Curiosidades e Fatos Históricos da Babosa
A história da babosa remonta a mais de 4.000 anos, com os primeiros registos do seu uso encontrados em hieróglifos sumérios, gravados em tábuas de argila da civilização mesopotâmica por volta de 2200 a.C. Civilizações antigas, incluindo gregos, romanos, babilónios, chineses e egípcios, utilizavam a planta para tratar uma vasta gama de condições. O nome Aloe deriva da palavra árabe alloeh, que significa “substância amarga e brilhante”, ou do hebraico ahalim, enquanto vera significa “verdadeira” em latim.
No Antigo Egito, a babosa era conhecida como a “planta da imortalidade” e era parte integrante dos rituais de beleza de figuras como Cleópatra. Dioscórides, um dos pais da medicina herbal, mencionou a babosa em 78 d.C. nos seus escritos. A planta foi introduzida na China e em várias partes do sul da Europa no século XVII, consolidando a sua presença global. A sua capacidade de sobreviver em climas áridos e a sua longevidade, com algumas espécies selvagens vivendo até 100 anos, são características notáveis.
Perguntas Frequentes sobre a Babosa
O Que É a Babosa?
A babosa, cientificamente conhecida como Aloe vera, é uma planta suculenta perene da família Asphodelaceae. É amplamente reconhecida pelas suas folhas carnudas que contêm um gel transparente. Este gel é rico em compostos bioativos, sendo utilizado há milénios na medicina tradicional e em produtos cosméticos devido às suas propriedades terapêuticas.
Quais São os Principais Benefícios da Babosa?
Os principais benefícios da babosa incluem a sua ação anti-inflamatória, cicatrizante, hidratante e antibacteriana. É eficaz no tratamento de queimaduras, feridas, irritações cutâneas e acne. Oralmente, pode auxiliar na digestão, aliviar a azia e atuar como um laxante suave. A planta também possui propriedades antioxidantes e imunomoduladoras.

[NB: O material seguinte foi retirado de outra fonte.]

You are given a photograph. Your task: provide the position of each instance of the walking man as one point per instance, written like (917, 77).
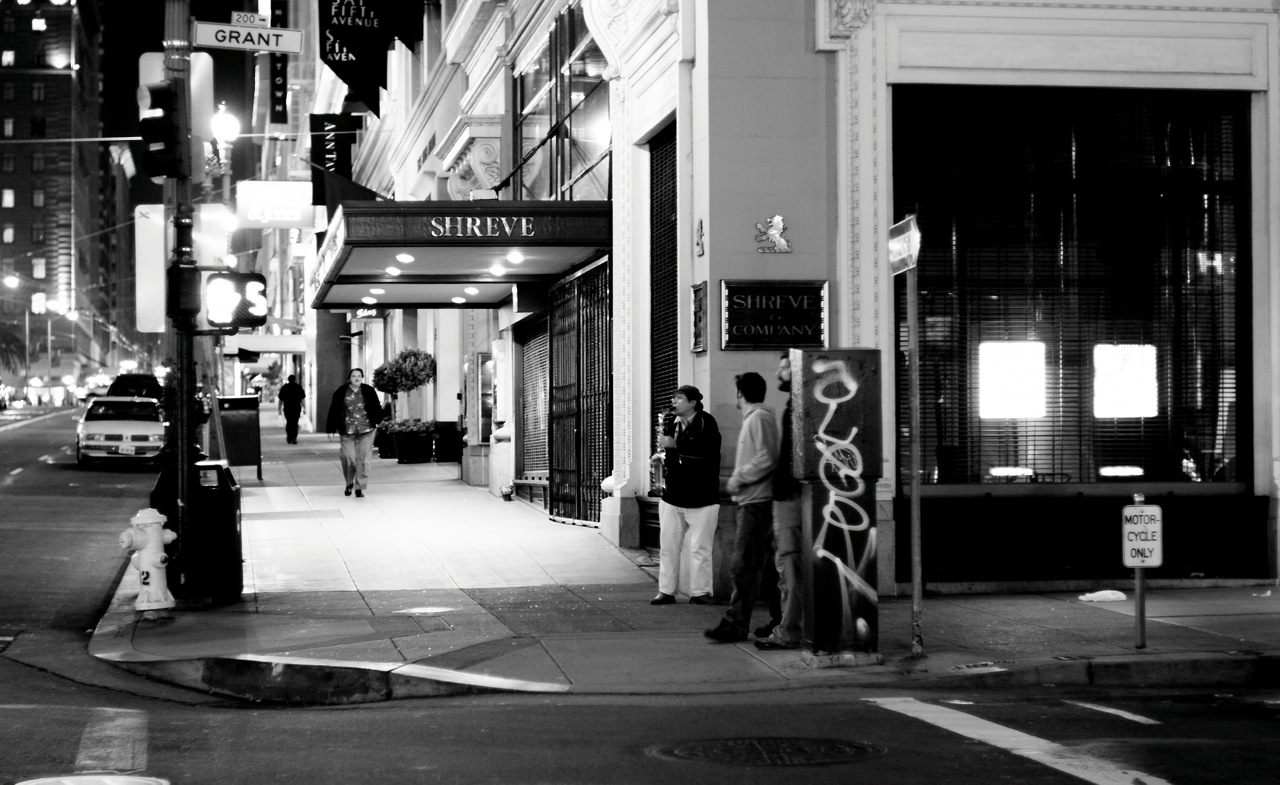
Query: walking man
(690, 500)
(786, 532)
(753, 492)
(291, 406)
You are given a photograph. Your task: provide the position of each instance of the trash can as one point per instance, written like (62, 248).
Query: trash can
(241, 432)
(208, 560)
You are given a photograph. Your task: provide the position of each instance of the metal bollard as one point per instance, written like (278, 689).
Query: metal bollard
(147, 538)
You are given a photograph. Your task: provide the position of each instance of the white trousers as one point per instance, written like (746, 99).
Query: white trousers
(699, 523)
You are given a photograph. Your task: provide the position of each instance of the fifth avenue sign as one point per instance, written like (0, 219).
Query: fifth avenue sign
(251, 39)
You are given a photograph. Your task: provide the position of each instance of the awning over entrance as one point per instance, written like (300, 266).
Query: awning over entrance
(448, 254)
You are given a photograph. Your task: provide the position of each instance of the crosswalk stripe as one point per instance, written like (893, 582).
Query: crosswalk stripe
(1118, 712)
(114, 739)
(1055, 756)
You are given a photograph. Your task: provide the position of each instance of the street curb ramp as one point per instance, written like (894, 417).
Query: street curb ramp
(291, 680)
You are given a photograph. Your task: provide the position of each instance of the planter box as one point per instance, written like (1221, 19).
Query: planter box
(412, 447)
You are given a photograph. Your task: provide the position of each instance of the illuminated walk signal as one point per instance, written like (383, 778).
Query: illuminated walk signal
(231, 301)
(163, 127)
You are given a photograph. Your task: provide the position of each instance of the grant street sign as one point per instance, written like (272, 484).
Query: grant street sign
(248, 39)
(1143, 535)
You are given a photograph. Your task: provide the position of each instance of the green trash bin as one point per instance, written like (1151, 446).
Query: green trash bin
(238, 438)
(209, 564)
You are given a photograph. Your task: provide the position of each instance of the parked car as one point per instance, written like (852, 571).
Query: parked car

Como Usar a Babosa na Pele?
Para uso tópico, o gel fresco da babosa pode ser aplicado diretamente sobre a pele afetada. É ideal para queimaduras solares, picadas de insetos e para hidratar. Pode também ser incorporado em máscaras faciais, loções e cremes caseiros. Certifique-se de remover o látex amarelado da folha antes de usar o gel para evitar irritações.
É Seguro Consumir Babosa Oralmente?
O consumo oral do gel de babosa é geralmente considerado seguro em doses moderadas. No entanto, o látex da babosa, presente na casca da folha, contém aloína, que é um laxante potente e pode causar cólicas e diarreia. O consumo excessivo ou prolongado pode levar a efeitos colaterais. É aconselhável consultar um profissional de saúde antes de iniciar o uso oral.
A Babosa Tem Contraindicações ou Efeitos Colaterais?
Sim, a babosa possui contraindicações e pode causar efeitos colaterais. É contraindicada para pessoas com alergia a plantas da família Asphodelaceae. Mulheres grávidas devem evitar o uso oral devido ao risco de estimular contrações uterinas. O consumo excessivo pode causar problemas gastrointestinais. Interações com medicamentos anticoagulantes e para diabetes também são possíveis, exigindo cautela.